И хан приказал, чтобы его визирь, мудрый и опытный старец, показал мне богатства и редкости.
И визирь показал мне драгоценные каменья и самоцветы, и оружие, которому нет равного, и прекрасные ткани из семи частей света, и кувшины из алебастра и китайского камня, столь тонкого, что сквозь него можно читать Коран. И я возрадовался и удивился.
И визирь показал мне чудеса и диковины – безоаровый камень небывалой величины, и гребень василиска, и рисовое зерно, на котором тонким пером начертаны были строки из Священного Писания, и гвоздь от креста, на котором был распят пророк Иса. И я выказал восторг и восхищение.
И визирь спросил, что еще я пожелаю видеть.
И тогда я сказал, что слышал о Чаше, из которой пророк Иса пил в последний вечер перед своим пленением и в которую была собрана после казни его святая кровь. И слышал также, что Чаша эта приносит своему владельцу мощь и богатство, силу и долголетие. И слышал также, что Чаша сия принадлежит хану Кончаку.

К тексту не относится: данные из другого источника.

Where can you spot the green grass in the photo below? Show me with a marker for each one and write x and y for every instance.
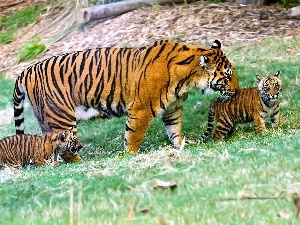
(31, 49)
(211, 177)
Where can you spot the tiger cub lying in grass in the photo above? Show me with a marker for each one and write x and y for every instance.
(25, 149)
(248, 104)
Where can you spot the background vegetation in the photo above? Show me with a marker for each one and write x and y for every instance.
(213, 179)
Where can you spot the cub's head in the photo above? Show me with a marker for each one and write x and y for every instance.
(68, 145)
(269, 87)
(67, 142)
(221, 73)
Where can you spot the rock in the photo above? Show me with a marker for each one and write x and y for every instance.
(295, 13)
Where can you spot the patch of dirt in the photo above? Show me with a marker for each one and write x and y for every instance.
(197, 23)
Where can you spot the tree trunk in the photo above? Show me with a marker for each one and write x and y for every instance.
(114, 9)
(253, 2)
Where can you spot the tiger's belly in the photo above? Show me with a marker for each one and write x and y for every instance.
(84, 113)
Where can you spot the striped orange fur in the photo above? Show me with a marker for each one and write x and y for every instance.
(140, 82)
(248, 104)
(25, 149)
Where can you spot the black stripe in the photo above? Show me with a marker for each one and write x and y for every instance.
(186, 61)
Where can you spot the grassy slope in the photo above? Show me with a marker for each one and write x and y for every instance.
(105, 184)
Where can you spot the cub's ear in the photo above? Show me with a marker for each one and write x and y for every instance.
(62, 137)
(203, 61)
(257, 79)
(216, 44)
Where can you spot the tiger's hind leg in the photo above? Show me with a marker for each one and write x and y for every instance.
(223, 128)
(136, 126)
(172, 120)
(274, 117)
(259, 123)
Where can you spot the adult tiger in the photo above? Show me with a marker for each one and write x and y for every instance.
(141, 82)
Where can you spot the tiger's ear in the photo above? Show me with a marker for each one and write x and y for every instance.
(216, 44)
(257, 79)
(203, 61)
(62, 137)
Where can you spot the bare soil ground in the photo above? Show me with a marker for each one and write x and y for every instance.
(197, 23)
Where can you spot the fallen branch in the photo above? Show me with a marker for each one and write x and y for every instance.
(10, 4)
(114, 9)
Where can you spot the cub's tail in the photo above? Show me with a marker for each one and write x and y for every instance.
(19, 97)
(210, 123)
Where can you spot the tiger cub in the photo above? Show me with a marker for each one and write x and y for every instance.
(141, 83)
(248, 104)
(26, 149)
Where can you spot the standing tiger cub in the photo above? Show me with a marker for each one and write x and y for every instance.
(26, 149)
(140, 82)
(248, 104)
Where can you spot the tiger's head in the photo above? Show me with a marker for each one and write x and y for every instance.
(222, 75)
(269, 87)
(67, 141)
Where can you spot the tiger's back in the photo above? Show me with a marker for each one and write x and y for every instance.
(26, 149)
(139, 82)
(246, 105)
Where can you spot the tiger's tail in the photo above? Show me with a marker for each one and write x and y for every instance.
(210, 123)
(19, 97)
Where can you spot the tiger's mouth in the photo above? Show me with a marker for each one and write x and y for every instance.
(75, 149)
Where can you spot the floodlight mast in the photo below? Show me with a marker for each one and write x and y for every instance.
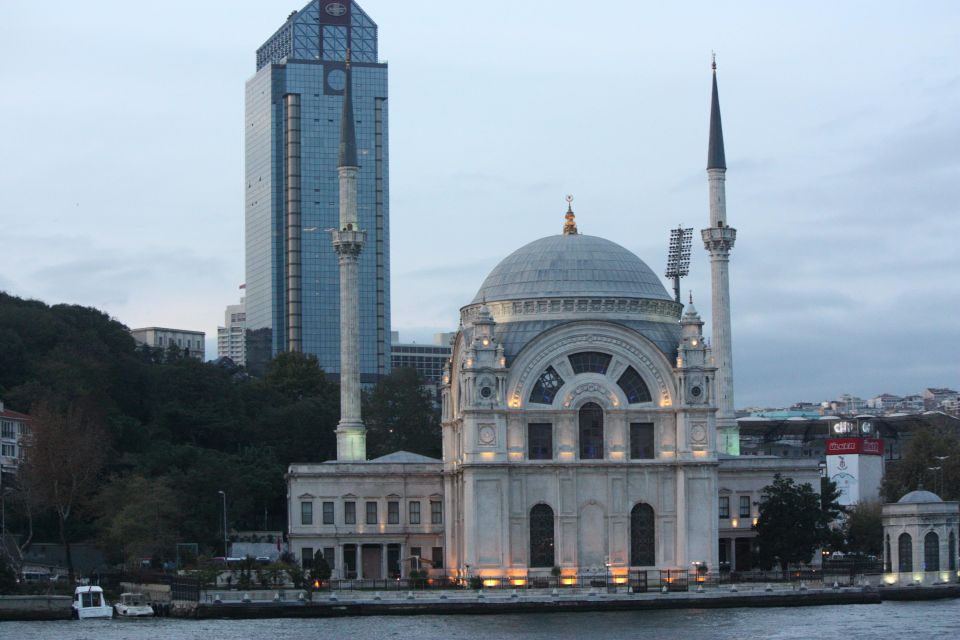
(678, 257)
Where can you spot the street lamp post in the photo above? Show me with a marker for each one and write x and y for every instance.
(224, 496)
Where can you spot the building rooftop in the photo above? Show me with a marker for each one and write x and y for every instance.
(571, 265)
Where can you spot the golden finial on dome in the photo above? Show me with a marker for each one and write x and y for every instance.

И визирь опустился на колени, и воскликнул громко, и сказал, что Чаша сия – величайшее сокровище хана, и что хан бережет и хранит ее, как зеницу ока, и что показывает он ее только владыкам и государям, но что я – дорогой гость, и нужно испросить соизволения хана.
И хан, как подобает человеку гостеприимному и владыке могущественному, показал мне свою милость и велел визирю достать Чашу из сокровищницы и принести ее.
И визирь опустился на колени, и целовал пол у ног хана, и удалился в сокровищницу…»
Старик сделал перерыв, чтобы выпить немного воды из глиняного ковша. Старыгин недоумевал: как же объяснить, что на этот раз он слышит другое повествование, точнее, другую часть того же повествования? Ведь он видел, что старик читает те же страницы, что и Мария! Неужели текст этой книги изменяется в зависимости от того, кто ее читает? Но такого просто не может быть!
Тем временем старик снова взял книгу в руки, но, прежде чем склониться над ней, замер, словно к чему-то прислушиваясь, и озабоченно проговорил:
– Что-то обеспокоило цыган, кочующих в этих местах. Они снялись с места и перебираются дальше от побережья.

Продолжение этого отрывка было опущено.